Photography in Ottoman Empire
Second Half of the 19th Century – Beginning of the 20th Century
The first photographers in 19th century in the Ottoman Empire were European and Christian. On view in the exhibition are works by three photographers of Armenian descent Mihran Iranian, Pascal Sébah and his son Jean (Johannes) Sébah, and one of French descent – Polycarpe Joaillier.


Not long after the invention of the daguerreotype in 1839 and glass negative in 1851, the phenomenon of photography also arrived in the Middle East. The growing interest of Westerners in these exotic lands and the myths they created about life in, say, the Ottoman Empire, also encouraged the development of photo studios. Photographers gave travellers and those who stayed at home the opportunity to become acquainted with historically and nationally important places and the everyday life of local inhabitants. They were offered the chance to see the local inhabitants as they had imagined them. Most often this applied to women whose everyday life and customs were kept in secrecy. In the studio though, an oriental setting would be created with a foreign woman or one from a brothel dressed in traditional clothing and jewellery to produce a photograph with the title of Turkish or Arab woman.
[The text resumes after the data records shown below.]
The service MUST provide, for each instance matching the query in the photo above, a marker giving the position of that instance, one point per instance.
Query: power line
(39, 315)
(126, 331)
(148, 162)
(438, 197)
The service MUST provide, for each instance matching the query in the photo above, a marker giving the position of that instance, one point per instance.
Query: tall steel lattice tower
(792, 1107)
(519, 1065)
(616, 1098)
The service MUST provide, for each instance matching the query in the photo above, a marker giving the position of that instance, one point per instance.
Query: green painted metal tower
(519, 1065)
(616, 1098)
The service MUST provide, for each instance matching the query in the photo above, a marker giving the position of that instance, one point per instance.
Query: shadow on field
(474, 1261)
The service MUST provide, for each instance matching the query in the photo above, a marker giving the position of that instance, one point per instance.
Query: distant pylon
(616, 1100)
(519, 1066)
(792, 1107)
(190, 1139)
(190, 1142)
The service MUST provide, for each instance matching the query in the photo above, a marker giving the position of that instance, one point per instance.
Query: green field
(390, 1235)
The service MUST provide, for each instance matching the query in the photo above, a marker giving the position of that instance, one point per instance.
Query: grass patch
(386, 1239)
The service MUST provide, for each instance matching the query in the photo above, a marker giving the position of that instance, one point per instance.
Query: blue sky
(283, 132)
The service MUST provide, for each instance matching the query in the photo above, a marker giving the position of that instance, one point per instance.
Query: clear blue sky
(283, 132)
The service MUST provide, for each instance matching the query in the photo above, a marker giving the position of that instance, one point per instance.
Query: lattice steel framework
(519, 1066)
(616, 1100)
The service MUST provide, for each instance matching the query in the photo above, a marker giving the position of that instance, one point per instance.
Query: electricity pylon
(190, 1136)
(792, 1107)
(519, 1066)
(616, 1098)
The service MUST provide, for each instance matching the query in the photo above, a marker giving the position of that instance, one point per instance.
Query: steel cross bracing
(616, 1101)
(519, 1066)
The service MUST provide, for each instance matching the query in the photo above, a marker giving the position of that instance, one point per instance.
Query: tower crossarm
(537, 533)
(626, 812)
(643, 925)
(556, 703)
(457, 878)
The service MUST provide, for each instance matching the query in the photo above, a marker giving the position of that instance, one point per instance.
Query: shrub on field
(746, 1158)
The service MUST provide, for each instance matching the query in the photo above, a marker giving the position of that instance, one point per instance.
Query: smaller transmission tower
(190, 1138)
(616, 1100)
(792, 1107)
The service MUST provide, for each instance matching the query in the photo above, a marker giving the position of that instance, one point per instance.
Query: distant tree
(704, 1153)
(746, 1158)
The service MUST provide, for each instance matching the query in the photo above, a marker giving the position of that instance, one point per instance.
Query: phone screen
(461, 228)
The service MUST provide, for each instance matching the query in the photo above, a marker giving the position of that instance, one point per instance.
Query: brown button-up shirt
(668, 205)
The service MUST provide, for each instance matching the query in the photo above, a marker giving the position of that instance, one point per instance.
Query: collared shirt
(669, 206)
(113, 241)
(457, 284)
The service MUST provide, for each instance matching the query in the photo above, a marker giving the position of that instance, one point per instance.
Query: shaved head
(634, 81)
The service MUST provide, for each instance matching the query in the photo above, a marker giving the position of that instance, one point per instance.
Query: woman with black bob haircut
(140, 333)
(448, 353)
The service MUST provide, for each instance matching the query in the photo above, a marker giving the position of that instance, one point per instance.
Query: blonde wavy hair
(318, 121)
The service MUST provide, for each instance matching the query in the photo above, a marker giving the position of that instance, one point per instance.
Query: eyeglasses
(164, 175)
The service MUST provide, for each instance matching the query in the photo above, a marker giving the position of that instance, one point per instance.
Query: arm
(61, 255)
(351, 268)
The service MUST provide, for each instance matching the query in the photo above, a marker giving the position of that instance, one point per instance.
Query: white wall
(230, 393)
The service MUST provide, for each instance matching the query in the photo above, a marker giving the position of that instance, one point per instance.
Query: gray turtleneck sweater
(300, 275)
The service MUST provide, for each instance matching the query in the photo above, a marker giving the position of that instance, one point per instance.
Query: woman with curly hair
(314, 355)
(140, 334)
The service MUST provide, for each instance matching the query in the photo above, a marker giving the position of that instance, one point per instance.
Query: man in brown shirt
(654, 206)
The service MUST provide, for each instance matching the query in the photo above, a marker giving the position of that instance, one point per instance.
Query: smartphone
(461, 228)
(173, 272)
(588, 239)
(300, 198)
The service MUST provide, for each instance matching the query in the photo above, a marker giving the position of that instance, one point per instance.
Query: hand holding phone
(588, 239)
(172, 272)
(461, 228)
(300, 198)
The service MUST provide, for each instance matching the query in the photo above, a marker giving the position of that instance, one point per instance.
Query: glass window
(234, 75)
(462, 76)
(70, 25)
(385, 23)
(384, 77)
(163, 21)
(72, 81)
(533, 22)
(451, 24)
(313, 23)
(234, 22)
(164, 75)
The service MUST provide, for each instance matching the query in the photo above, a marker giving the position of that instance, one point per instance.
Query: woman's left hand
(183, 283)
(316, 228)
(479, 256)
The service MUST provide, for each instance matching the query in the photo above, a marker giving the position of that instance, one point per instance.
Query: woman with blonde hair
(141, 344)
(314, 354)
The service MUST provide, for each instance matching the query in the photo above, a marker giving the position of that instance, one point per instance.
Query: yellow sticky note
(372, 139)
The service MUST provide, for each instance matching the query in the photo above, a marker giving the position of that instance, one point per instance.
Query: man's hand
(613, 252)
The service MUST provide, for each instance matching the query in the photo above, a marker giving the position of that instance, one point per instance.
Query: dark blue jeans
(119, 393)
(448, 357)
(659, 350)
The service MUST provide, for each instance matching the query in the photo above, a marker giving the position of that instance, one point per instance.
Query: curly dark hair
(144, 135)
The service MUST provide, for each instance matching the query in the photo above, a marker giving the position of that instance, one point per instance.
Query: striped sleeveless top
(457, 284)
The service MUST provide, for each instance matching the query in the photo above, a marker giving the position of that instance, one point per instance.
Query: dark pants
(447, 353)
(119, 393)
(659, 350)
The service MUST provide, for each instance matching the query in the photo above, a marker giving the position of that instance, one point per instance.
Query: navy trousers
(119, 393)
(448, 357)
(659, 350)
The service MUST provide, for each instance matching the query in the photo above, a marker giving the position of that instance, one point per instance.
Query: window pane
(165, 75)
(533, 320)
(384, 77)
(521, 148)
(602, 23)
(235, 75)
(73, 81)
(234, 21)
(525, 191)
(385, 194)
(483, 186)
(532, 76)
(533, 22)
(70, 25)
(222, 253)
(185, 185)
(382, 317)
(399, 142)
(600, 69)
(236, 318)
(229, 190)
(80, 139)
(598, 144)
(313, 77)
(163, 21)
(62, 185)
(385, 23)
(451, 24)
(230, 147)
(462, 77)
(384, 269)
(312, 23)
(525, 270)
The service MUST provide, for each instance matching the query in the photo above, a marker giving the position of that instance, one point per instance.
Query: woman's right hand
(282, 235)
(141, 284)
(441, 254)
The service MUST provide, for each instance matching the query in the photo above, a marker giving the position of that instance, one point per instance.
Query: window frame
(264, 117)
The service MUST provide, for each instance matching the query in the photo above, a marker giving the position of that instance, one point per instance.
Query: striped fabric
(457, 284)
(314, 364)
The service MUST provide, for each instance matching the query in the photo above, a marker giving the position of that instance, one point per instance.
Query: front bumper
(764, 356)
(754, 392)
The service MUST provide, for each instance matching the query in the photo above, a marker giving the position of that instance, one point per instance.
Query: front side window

The great demand for exotic travel albums increased the number of photo studios and encouraged the spread of the so-called commercial photography genre in the late 19th and early 20th century.


In 1857 Pascal Sébah opened his first photo studio in Constantinople and his success allowed him to open another in Cairo in 1873. His clients in both cities were mainly tourists but he also took part in exhibitions in Paris as well as collaborating with the artist Osman Hamdi Bey. Pascal Sébah received many awards for his works including the Order of the Medici third class from Sultan Abdülaziz in 1873 that made his studio even more famous. After his death in 1886, Pascal’s brother Cosmi ran the studio for two years until it was taken over by Pascal’s son Jean (Johannes) Sébah. He began to work with the French photographer Polycarpe Joaillier and the studio was renamed Sébah & Joaillier. Alongside their work in the Constantinople studio, in 1893 the photographers were also commissioned to produce images for the photo albums of Sultan Abdul Hamid II portraying the modernisation of the Ottoman Empire. The albums were presented to the British Museum (deposited later with the British Library) and the US Library of Congress.


Mihran Iranian opened his studio in Constantinople in 1891 and it functioned until the end of the century. Little is known of his life and career but the few works that remain are characterised by individuality in contrast with the static photography that was widespread at the time. Iranian’s photographs depict the hustle and bustle of the streets and various characters engaging in everyday activities.


The exhibition is complemented by items from the collection of 19th century decorative applied art and precious metal objects of the Latvian National Museum of Art. Among the decorations on display, viewers are also able to see the Order of the Medici awarded to Pascal Sébah.